Wapping Sourdough's focaccia
Wapping Sourdough’s focaccia – image Matt Grayson

Robin bakes about 25 loaves (£3.50 for 800g) a day, 50 vegetarian and vegan baguettes (£3) with fillings that include handmade hummus and pesto, focaccia with olive and sundried tomatoes (£3 a slice), 30 cakes and 20 flapjacks (£1.50).

The couple, whose other hobby is performing in panto for their local church St Patrick’s, had a crisis last year when flour supplies dried up during lockdown.

Clare said: “Everyone was going crazy buying supplies and we thought we would be stopped in our tracks. We just couldn’t get any.”

Luckily they managed to get a direct supply from Wright’s Flour and carried on. But Robin said the pandemic saw sales plummet from 150 baguettes a day to nine.

They survived by launching a home delivery and a pizza service but have now stopped those to focus on trading with the van.

Robin said: “Now we’re in the right place at the right time and it’s a really good deal for us. We want to take it forward and try to add to our repertoire.

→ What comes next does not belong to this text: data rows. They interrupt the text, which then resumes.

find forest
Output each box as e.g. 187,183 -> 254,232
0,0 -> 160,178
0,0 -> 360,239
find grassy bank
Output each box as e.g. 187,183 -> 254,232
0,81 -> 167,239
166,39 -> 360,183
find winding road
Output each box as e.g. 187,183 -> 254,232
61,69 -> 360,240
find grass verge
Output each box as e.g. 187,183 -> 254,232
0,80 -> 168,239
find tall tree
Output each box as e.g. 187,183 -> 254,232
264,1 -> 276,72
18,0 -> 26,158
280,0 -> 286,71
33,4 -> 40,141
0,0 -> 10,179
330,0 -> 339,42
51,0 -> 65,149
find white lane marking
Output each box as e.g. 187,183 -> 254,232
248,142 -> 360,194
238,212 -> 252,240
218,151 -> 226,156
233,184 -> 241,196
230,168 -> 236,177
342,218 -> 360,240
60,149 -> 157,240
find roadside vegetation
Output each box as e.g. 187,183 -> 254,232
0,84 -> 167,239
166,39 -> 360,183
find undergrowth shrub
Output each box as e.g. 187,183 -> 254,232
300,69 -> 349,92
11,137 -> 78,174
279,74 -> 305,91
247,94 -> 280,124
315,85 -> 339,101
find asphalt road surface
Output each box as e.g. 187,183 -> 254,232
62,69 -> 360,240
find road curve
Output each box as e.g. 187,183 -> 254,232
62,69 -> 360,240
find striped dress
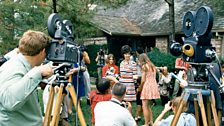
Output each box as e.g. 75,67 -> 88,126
119,60 -> 137,101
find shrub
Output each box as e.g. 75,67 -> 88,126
148,48 -> 176,71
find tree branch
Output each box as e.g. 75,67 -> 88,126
165,0 -> 173,5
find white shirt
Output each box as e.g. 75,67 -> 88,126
94,98 -> 136,126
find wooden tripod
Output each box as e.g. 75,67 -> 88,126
171,89 -> 219,126
43,75 -> 86,126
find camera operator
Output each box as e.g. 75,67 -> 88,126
153,97 -> 196,126
95,49 -> 107,81
173,58 -> 190,97
0,30 -> 53,126
94,83 -> 136,126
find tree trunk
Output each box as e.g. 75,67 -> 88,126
165,0 -> 175,42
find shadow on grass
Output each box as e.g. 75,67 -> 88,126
38,90 -> 172,126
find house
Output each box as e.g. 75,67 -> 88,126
91,0 -> 224,60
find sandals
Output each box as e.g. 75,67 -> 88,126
135,116 -> 141,121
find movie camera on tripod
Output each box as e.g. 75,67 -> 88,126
43,13 -> 86,126
47,13 -> 86,83
170,6 -> 220,88
170,6 -> 223,126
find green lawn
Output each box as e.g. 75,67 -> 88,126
38,87 -> 171,126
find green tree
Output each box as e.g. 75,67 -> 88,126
0,0 -> 47,54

“It’s got a coffee machine and electricity which opens up a world of opportunity for us. We’ll be starting to do Vagabond Coffee, sourdough melts and who knows what else?  

“I still love that it seems like a really honest transaction. We make something, people give us money for it and we can make a living from that. It is stressful in terms of it being hard, physical work but there isn’t that mental stress behind it. 

“We had the philosophy right from the start that we would only buy equipment once we had earned the money for it rather than paying it back later.”

Clare was previously out in Thomas Moore Square with a gazebo or umbrella and constantly watching the weather forecast.

She said London Dock bosses invited them to take on the van and have made it an easy transition for them.

Bake Off fan Clare hopes it is a step towards an easier life as she dreams of one day owning a shop.

“So far the business has really fitted in with our lifestyle, we could take time off for trips and assemblies, but now the kids are getting older, I would like to have a shop so we get other people who can do our jobs if needed.”

Robin, who reckons he could get a handshake from Paul Hollywood, but prefers Masterchef, said: “I’m quite happy. 

“Even though it’s been a long time I still feel very lucky to be able to do it. We still have two kids at home and I work from home and still get to spend a lot of time with them.”